Intermediary Trading, Trading Venues, and Market Liquidity
Saturday, Jan. 4, 2020 2:30 PM - 4:30 PM (PDT)
- Chair: Yajun Wang, City University of New York-Baruch College
From Market Making to Matchmaking: Does Banking Regulation Harm Market Liquidity?
AbstractPost-crisis bank regulations raised the market-making costs of bank-affiliated dealers. We show that this can, somewhat surprisingly, improve the overall welfare of investors and reduce average transaction costs, despite the increased cost of immediacy. Bank dealers in OTC markets optimize between two parallel trading mechanisms: market making and matchmaking. Bank regulations that increase market-making costs intensify competitive pressure from non-bank dealers and incentivize bank dealers to invest in technology that shifts their business toward matchmaking. Thus, post-crisis bank regulations have the (unintended) benefit of replacing the costly balance sheet of banks with a more efficient form of financial intermediation.

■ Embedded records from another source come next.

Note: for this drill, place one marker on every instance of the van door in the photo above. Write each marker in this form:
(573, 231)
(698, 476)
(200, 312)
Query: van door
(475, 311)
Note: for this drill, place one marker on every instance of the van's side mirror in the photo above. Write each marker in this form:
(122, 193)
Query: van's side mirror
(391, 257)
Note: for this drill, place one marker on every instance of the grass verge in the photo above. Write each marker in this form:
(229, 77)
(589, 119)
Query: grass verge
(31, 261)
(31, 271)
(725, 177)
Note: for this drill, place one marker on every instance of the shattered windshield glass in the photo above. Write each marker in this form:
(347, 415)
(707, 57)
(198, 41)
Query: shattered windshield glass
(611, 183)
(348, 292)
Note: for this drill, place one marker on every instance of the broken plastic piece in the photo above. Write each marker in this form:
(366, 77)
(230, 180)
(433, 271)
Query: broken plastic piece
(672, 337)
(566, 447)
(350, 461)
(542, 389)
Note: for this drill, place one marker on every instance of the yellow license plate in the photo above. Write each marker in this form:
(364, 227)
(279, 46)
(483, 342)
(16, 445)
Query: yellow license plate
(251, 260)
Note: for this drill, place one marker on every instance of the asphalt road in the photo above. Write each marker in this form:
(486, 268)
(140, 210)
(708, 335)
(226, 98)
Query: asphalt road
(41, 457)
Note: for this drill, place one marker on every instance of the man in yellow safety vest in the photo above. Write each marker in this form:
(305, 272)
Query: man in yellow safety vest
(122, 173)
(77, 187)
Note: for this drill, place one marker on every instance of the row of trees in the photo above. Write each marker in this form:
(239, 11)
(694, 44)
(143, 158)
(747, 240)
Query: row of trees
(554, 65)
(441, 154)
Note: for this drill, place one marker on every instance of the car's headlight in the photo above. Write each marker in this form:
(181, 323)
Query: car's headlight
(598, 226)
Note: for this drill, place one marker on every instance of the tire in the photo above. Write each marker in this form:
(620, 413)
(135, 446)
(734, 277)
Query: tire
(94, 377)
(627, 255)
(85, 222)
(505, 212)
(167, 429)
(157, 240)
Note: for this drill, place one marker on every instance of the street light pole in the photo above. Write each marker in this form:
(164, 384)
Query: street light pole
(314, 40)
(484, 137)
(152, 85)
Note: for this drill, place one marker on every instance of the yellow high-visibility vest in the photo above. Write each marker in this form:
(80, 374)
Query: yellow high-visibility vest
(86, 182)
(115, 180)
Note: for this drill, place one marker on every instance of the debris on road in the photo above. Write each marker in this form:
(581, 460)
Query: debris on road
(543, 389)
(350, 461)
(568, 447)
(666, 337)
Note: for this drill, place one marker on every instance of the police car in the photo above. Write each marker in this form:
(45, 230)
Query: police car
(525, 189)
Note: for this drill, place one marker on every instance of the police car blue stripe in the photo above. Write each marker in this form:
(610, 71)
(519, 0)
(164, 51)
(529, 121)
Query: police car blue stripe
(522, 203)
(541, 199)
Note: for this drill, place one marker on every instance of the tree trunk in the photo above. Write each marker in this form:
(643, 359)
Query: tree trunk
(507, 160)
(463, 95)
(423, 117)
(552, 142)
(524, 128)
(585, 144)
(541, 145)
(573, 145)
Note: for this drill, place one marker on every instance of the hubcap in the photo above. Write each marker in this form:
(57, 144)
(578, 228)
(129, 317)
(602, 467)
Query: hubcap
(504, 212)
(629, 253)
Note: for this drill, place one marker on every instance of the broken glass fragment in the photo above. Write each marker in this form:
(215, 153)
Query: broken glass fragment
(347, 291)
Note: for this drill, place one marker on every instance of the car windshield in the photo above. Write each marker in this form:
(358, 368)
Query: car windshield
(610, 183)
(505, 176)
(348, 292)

Why Trade Over-the-Counter? When Investors Want Price Discrimination
AbstractDespite the availability of low-cost exchanges, over-the-counter (OTC) trading is pervasive for most assets. We explain the prevalence of OTC trading using a model of adverse selection, in which informed and uninformed investors choose to trade over-the-counter or on an exchange. OTC dealers' ability to price discriminate allows them to imperfectly cream-skim the uninformed investors from the exchange. Assets with wider bid-ask spreads on exchanges are predicted to have a higher proportion of total volume that is traded on exchanges, as supported by evidence from US stocks. Having an OTC market can reduce welfare while increasing total trade volume and decreasing average bid-ask spread. Specifically, for assets that are mostly traded over-the-counter (such as swaps and bonds), having the OTC market actually harms welfare. Our results justify recent policies that seek to end OTC trading for such assets.